CeBIT: Google lauds Aussie Apps take-up

Google lauds Aussie Apps take-up

Google at CeBIT

Google's recent foray into business applications has already attracted more than 1,000 small businesses in Australia, according to the search giant's vice president for enterprise, Dave Girouard.

In an address at the CeBIT technology exhibition in Sydney today, Girouard said many businesses who weren't catered to by established players were seizing Google's offering.

"We have hundreds of thousands of small businesses [globally] actively using these applications already. We have millions of users on these systems already.

"In Australia, there are more than 1000 businesses -- small businesses that have already signed up and are using actively."

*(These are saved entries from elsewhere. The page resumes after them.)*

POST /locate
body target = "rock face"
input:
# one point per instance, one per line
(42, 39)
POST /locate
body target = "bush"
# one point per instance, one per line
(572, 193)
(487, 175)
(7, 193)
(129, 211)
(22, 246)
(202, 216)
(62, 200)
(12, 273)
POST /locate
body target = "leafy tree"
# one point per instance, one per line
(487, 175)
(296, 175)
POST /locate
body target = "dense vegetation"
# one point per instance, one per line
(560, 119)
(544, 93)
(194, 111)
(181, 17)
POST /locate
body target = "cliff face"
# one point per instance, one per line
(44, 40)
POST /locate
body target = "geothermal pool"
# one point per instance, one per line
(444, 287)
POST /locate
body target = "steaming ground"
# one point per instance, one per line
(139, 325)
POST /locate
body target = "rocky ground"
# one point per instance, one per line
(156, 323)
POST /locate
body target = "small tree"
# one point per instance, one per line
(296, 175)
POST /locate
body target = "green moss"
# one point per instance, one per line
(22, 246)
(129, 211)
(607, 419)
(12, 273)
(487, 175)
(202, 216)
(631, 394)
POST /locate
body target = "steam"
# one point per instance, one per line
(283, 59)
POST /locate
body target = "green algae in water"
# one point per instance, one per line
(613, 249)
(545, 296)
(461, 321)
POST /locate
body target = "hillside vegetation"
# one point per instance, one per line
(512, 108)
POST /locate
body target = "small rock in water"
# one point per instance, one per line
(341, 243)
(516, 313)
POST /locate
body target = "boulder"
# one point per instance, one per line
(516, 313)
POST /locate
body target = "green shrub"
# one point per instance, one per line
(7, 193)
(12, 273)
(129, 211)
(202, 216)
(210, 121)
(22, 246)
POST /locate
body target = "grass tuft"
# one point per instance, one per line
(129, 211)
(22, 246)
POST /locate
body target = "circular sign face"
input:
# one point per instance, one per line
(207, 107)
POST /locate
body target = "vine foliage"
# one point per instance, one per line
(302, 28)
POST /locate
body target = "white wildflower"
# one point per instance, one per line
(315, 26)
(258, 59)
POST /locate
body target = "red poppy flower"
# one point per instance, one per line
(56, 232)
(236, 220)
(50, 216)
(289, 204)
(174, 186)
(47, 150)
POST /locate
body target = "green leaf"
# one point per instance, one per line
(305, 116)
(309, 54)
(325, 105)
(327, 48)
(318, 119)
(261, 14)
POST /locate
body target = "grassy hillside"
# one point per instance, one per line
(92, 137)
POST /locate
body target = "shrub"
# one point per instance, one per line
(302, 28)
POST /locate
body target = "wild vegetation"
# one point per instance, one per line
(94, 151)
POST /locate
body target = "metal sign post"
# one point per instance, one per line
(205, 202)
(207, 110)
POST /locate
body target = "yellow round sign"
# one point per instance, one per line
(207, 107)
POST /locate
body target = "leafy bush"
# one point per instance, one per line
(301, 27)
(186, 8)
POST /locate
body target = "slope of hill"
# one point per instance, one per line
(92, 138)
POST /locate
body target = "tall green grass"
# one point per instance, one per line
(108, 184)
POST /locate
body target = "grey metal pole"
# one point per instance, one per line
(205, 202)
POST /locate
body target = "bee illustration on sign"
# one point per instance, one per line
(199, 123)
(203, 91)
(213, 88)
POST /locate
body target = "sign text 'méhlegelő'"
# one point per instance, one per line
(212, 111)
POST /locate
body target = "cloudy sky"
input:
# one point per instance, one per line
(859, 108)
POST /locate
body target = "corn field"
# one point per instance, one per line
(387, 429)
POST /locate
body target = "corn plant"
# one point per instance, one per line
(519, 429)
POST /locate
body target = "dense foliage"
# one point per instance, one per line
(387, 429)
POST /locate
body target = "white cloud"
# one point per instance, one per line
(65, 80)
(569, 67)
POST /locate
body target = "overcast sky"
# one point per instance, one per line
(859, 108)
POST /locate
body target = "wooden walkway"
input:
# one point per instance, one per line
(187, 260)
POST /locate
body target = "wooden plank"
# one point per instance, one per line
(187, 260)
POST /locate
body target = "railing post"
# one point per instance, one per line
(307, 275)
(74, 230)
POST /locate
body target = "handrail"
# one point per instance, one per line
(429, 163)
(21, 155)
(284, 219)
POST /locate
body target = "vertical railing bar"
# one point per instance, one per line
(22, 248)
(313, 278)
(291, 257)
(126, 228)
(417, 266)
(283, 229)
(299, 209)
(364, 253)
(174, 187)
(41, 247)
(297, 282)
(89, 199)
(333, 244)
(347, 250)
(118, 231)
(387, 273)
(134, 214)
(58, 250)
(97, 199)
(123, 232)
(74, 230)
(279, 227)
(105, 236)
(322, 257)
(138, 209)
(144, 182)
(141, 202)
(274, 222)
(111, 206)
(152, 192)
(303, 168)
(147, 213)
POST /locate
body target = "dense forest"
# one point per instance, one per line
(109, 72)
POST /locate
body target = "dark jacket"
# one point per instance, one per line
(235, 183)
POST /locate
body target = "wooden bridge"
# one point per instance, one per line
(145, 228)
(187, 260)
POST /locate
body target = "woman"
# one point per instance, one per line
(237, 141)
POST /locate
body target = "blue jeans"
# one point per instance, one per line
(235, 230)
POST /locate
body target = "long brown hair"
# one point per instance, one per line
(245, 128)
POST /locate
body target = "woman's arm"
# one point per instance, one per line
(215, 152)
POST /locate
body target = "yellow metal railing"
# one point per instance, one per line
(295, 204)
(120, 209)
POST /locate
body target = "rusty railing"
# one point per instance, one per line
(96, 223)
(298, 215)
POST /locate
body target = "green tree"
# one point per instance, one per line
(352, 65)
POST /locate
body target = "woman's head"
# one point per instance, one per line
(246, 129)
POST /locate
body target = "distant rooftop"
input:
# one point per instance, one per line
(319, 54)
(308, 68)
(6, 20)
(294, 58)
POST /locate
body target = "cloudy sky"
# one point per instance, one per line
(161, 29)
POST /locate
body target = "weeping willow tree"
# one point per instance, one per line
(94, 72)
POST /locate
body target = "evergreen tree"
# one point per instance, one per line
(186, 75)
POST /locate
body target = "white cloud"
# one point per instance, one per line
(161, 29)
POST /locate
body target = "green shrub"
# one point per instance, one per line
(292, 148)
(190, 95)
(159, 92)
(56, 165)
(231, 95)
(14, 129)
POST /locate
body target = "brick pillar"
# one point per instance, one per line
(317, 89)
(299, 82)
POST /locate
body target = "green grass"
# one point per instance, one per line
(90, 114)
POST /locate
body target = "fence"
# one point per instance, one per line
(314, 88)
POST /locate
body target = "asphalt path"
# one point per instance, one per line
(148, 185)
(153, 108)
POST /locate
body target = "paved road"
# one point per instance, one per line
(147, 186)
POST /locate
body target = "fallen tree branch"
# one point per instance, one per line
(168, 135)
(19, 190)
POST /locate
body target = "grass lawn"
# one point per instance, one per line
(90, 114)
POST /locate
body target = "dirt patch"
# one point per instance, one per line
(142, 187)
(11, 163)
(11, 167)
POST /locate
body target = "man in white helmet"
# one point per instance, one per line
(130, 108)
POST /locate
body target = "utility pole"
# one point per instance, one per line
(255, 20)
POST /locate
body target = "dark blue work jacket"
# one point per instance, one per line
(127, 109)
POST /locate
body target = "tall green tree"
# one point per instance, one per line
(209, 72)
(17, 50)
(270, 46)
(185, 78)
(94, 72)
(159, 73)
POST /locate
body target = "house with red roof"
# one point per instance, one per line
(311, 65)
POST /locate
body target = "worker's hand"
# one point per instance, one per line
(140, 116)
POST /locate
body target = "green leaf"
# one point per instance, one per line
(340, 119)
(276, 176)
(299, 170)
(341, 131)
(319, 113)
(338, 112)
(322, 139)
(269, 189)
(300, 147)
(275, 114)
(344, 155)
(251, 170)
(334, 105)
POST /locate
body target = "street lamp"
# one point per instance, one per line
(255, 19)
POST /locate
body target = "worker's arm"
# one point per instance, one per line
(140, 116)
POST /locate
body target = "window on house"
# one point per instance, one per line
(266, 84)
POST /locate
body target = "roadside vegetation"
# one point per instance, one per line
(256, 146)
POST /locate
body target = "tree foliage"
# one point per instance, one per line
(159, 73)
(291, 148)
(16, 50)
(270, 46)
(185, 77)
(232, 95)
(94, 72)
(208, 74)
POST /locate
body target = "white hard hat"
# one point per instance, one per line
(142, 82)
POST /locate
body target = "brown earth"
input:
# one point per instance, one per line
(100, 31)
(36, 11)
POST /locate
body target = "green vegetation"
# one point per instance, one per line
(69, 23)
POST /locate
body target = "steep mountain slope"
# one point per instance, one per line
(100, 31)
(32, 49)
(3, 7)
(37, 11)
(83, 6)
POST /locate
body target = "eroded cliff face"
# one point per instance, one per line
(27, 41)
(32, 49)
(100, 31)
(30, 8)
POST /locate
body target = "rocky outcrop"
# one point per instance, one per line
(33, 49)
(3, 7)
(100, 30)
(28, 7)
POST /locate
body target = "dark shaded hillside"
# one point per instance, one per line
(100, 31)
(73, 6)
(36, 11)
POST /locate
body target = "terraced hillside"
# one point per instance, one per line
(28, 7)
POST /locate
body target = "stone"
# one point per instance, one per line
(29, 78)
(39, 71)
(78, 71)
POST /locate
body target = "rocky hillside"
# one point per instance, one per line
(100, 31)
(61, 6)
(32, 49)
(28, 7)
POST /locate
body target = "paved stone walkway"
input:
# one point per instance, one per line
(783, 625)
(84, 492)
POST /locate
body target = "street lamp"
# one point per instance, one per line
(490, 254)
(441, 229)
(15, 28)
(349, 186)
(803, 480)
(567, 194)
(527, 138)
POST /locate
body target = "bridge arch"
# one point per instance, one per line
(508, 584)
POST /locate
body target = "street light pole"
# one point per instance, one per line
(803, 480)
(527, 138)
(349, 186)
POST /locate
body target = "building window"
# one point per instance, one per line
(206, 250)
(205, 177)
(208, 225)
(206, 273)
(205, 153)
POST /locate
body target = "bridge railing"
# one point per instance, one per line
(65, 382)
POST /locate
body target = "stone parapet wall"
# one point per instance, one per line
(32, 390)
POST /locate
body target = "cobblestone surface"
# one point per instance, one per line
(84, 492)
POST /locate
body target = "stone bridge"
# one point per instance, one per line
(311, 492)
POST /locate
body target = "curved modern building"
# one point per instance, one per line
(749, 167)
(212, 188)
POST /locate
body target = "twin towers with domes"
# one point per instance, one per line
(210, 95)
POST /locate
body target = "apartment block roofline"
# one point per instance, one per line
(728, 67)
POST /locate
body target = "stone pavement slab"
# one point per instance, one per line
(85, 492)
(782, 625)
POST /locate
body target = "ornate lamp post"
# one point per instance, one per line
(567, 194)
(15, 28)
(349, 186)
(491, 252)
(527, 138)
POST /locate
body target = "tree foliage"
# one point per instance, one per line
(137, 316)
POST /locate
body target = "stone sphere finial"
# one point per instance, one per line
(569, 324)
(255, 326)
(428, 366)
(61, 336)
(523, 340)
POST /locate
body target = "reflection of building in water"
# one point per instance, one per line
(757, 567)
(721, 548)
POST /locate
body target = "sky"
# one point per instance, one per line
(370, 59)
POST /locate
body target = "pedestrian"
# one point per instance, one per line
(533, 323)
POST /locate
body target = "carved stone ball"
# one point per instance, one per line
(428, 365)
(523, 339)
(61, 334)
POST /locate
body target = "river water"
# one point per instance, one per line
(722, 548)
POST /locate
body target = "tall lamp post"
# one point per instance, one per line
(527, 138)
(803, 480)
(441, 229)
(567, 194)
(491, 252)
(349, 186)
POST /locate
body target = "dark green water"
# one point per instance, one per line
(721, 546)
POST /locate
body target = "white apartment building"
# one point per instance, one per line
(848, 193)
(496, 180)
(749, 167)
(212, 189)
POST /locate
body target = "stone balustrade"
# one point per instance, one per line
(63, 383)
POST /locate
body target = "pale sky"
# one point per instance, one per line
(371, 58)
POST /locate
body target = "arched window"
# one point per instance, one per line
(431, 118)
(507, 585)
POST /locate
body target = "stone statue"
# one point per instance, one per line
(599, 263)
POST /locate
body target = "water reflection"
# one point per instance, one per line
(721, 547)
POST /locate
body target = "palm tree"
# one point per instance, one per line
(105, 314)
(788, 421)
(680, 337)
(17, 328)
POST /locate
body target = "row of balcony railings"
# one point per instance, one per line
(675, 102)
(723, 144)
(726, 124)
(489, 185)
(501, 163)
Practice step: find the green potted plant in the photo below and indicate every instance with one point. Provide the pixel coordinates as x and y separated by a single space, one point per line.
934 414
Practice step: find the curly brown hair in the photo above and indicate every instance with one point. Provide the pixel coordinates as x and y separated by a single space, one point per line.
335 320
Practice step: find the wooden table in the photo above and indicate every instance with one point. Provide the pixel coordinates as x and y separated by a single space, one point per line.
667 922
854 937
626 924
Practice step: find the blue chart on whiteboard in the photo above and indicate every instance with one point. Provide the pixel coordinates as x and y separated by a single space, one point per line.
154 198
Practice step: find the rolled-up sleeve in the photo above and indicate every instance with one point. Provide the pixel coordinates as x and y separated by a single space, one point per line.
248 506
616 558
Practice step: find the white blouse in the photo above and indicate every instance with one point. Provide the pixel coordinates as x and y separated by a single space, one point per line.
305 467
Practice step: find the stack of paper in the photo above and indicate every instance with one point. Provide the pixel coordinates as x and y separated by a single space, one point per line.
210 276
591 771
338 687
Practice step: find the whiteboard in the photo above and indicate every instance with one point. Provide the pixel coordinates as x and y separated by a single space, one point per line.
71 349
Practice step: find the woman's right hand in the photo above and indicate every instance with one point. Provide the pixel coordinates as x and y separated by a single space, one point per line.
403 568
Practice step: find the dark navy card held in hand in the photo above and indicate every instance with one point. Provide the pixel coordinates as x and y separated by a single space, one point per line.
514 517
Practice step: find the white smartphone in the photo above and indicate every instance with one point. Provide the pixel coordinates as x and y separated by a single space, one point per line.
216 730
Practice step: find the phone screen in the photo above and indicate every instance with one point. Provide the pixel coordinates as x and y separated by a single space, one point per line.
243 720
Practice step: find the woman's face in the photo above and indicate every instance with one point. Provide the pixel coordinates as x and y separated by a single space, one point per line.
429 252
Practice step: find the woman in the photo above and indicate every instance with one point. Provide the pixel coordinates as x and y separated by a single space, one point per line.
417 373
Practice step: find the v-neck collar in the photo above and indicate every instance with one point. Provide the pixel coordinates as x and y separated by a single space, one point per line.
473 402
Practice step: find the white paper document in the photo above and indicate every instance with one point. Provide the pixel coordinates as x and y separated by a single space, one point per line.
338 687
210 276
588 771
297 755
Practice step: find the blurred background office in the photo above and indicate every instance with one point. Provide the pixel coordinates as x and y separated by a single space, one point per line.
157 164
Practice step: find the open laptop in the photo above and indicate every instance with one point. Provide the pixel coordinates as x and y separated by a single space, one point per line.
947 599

Google introduced its hosted applications for business, Google Apps Premier Edition, in February. The suite includes calendar, e-mail, office and Webmail software, as well as phone support, additional storage and integration capabilities.

The release is another attack by Google on a market traditionally dominated by Microsoft and others.

It's not just small businesses though that are using Google Apps.

"There are a few dozen very big companies who are looking at [Google] Apps," said Girouard.

"... Universities are adopting extremely quickly. We actually have more than 1,000 universities now [using Google Apps].

"This is very early days but the signals in terms of the interest level and adoption, and what we care about, the utilisation, suggests that we have something very significant here."

Girouard said outsourced services like Google's could save businesses plenty in maintenance costs. The cost of maintaining e-mail in-house, for example, could be reduced by using the capabilities only companies with worldwide infrastructure, like Google, could offer, according to Girouard.

He then displayed a slide showing fire trucks outside a Google datacentre in the US. The photo was taken a few years ago after some computers overheated in the centre, he said.

However, the incident went unnoticed.

"Nobody knew it," said Girouard. "No Google service was affected and it was just another day."

The size of Google's infrastructure meant the workload of the affected machines was able to be transferred and handled elsewhere.

"That's actually one of the beauties of having infrastructure that is built to that scale.

"There's tremendous advantages to having companies who spend all their time and energy and resources on building highly available, low cost computer infrastructure to handle such things."